For UND President Andy Armacost, the heightened level of organization and preparation reminds him of the time when he was a fledgling educator in the mid-90s.

“Thinking about the action in the classroom and how I designed my lessons really took a lot of time as a brand new professor,” Armacost told the faculty who had gathered for last Friday’s technology demonstration. “I feel like we’re going back to those early days again, because what you’re accustomed to in terms of how you interact with your students, how you lay out your lessons and how you interact with technology, you have to really think through all that again.”

UND President Andy Armacost expressed his gratitude to faculty for their hard work preparing for the fall semester, when classes will follow a blended structure of online and in-person instruction. Photo by Dima Williams/ UND Today.

For Pierce, some of the heftiest changes have occurred in the chemistry lab course he is teaching this fall. He is likely to use additional rooms to bring in more equipment, which can now be used by a single student instead of several at the same time.
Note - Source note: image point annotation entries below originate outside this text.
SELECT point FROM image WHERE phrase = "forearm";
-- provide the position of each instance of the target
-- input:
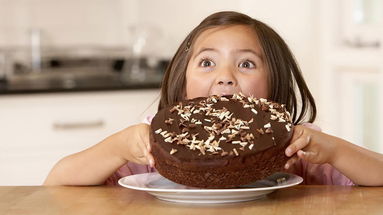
(362, 166)
(89, 167)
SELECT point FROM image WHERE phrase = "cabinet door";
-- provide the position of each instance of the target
(38, 130)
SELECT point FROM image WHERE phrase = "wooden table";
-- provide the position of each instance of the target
(118, 200)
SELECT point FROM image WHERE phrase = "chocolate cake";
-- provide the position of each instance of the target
(220, 141)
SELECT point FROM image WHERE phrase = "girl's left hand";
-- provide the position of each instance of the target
(310, 145)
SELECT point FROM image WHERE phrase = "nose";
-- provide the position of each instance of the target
(226, 77)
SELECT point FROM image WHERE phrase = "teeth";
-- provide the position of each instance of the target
(158, 131)
(173, 151)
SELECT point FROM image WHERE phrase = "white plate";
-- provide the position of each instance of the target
(164, 189)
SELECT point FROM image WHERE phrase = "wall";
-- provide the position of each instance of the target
(106, 22)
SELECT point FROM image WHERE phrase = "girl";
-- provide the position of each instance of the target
(230, 53)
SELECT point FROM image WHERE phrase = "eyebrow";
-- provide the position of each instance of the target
(237, 50)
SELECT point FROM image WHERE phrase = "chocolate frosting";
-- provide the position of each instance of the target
(212, 131)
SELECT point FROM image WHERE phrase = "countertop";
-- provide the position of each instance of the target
(301, 199)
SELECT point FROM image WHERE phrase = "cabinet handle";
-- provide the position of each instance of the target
(78, 125)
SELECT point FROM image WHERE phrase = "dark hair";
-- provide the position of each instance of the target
(284, 73)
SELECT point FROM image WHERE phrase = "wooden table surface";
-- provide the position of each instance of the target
(300, 199)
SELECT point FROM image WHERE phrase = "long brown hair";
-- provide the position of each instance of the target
(285, 76)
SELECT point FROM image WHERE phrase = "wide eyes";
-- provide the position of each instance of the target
(247, 65)
(206, 63)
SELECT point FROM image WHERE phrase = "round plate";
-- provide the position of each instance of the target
(164, 189)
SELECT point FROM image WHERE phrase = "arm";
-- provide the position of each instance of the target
(95, 164)
(362, 166)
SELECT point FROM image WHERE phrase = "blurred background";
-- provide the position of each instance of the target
(73, 72)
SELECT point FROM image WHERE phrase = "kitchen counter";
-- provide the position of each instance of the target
(300, 199)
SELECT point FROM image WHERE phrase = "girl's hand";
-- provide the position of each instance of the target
(310, 145)
(135, 144)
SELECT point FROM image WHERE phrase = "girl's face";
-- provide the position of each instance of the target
(226, 60)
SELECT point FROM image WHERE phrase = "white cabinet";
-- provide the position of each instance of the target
(37, 130)
(352, 71)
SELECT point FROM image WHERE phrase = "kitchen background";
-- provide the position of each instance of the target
(73, 72)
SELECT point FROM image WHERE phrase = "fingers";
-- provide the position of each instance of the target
(297, 145)
(307, 155)
(291, 161)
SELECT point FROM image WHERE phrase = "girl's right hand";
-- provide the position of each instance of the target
(134, 145)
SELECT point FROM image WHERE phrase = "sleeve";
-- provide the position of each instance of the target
(323, 174)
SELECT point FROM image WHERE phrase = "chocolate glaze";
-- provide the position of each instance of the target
(251, 128)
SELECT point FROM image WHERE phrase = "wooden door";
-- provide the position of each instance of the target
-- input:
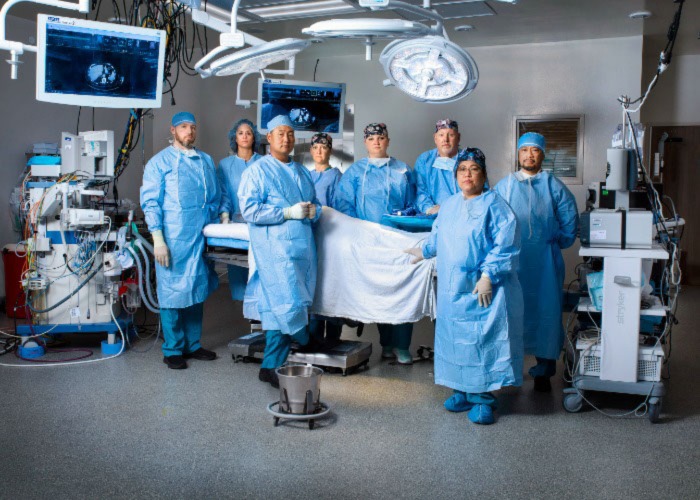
(681, 181)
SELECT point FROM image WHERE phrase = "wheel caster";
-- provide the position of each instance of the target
(653, 412)
(572, 402)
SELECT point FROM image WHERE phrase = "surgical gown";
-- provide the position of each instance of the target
(548, 218)
(477, 349)
(367, 192)
(229, 173)
(180, 196)
(433, 185)
(284, 250)
(326, 183)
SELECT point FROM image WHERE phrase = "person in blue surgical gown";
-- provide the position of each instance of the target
(324, 332)
(243, 138)
(548, 218)
(279, 203)
(179, 196)
(478, 334)
(434, 169)
(370, 188)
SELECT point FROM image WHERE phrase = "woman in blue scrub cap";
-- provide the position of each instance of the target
(478, 332)
(243, 139)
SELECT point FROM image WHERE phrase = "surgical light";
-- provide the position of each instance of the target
(430, 69)
(253, 58)
(221, 62)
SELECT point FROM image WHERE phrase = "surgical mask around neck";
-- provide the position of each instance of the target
(378, 162)
(443, 163)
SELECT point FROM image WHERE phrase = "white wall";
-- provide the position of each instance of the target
(676, 99)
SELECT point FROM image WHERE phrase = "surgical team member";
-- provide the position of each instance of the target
(435, 169)
(279, 203)
(370, 188)
(325, 178)
(179, 196)
(478, 334)
(243, 137)
(324, 332)
(548, 218)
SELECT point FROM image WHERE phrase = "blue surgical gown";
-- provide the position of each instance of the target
(284, 250)
(325, 183)
(180, 195)
(367, 192)
(229, 173)
(477, 349)
(548, 218)
(433, 185)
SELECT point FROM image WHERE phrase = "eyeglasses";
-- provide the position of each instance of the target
(471, 170)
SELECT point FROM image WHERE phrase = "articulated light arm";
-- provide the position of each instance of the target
(18, 48)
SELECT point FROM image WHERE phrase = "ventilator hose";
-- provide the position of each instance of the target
(143, 294)
(81, 285)
(149, 288)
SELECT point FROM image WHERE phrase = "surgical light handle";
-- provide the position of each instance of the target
(17, 48)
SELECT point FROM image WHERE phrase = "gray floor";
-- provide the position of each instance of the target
(131, 428)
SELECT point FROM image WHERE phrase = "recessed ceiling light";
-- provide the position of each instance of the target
(642, 14)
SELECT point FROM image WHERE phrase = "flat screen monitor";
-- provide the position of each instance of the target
(88, 63)
(312, 106)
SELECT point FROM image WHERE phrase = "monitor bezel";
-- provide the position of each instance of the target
(43, 20)
(303, 134)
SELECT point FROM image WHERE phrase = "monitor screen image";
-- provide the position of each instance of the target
(97, 64)
(312, 106)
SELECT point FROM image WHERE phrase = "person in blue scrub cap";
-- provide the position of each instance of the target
(434, 169)
(370, 188)
(324, 332)
(243, 139)
(179, 196)
(278, 201)
(478, 332)
(548, 218)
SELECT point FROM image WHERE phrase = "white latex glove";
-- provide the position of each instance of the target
(160, 249)
(312, 211)
(298, 211)
(417, 253)
(483, 289)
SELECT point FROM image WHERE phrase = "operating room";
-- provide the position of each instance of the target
(91, 413)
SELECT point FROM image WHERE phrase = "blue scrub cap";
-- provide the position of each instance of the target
(322, 138)
(279, 121)
(472, 154)
(533, 139)
(376, 129)
(234, 130)
(183, 117)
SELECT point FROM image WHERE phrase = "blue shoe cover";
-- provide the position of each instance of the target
(458, 403)
(481, 414)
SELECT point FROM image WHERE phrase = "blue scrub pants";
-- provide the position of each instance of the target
(481, 398)
(182, 329)
(237, 281)
(397, 336)
(321, 327)
(278, 345)
(544, 368)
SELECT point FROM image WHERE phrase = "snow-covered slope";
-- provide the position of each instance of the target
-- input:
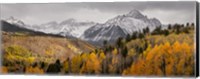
(69, 27)
(14, 21)
(127, 23)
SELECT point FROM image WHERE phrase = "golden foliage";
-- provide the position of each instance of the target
(92, 65)
(165, 60)
(4, 70)
(76, 63)
(34, 70)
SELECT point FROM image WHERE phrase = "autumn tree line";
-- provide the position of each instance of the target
(135, 55)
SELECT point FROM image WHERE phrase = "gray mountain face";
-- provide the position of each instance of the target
(119, 26)
(92, 32)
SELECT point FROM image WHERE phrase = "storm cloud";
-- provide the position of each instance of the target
(166, 12)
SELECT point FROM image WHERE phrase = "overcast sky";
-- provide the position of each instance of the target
(166, 12)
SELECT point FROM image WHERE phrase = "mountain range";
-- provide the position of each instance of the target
(92, 32)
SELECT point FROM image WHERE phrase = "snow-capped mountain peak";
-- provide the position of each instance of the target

Pairing up students to conduct experiments, a common practice before the pandemic, is out of the question (unless one partner is participating virtually). And, the types of lab exercises also are being reconsidered due to the new constraints brought about by the needs for physical distance and remote education.

Faculty’s ability to redesign their courses without compromising quality, to an extent, hinges on their willingness to explore and learn technologies that they may have never had to rely on before. Because that order might be a tall one for many educators, who are being pressed to rapidly adjust to unconventional modes of teaching, UND’s Chief Information Officer Madhavi Marasinghe advises faculty to simply “practice, practice, practice.” Repeat, she said, even the small, trivial things such as signing into Zoom with the correct account or checking whether the YuJa recording is picking up the right audio.

The technology demonstration UIT and TTaDA presented on Friday was one aspect of the broad assistance the two offices offer faculty with reimagining their lectures, selecting the platforms (Zoom, Yuja, Blackboard, to name a few) to deliver content and mastering new in-class equipment.

“It’s unprecedented. You’re looking at providing educational opportunities not just online and not just on campus, but in every way you can possibly imagine, combining a variety of approaches and solutions,” said Jeff Holm, vice provost for online education and strategic planning.

Talking with faculty last week, Armacost said, “I know that you’ll rise to the challenge of how we teach in this distance world when education is really an up-close-and-personal interaction with your students.”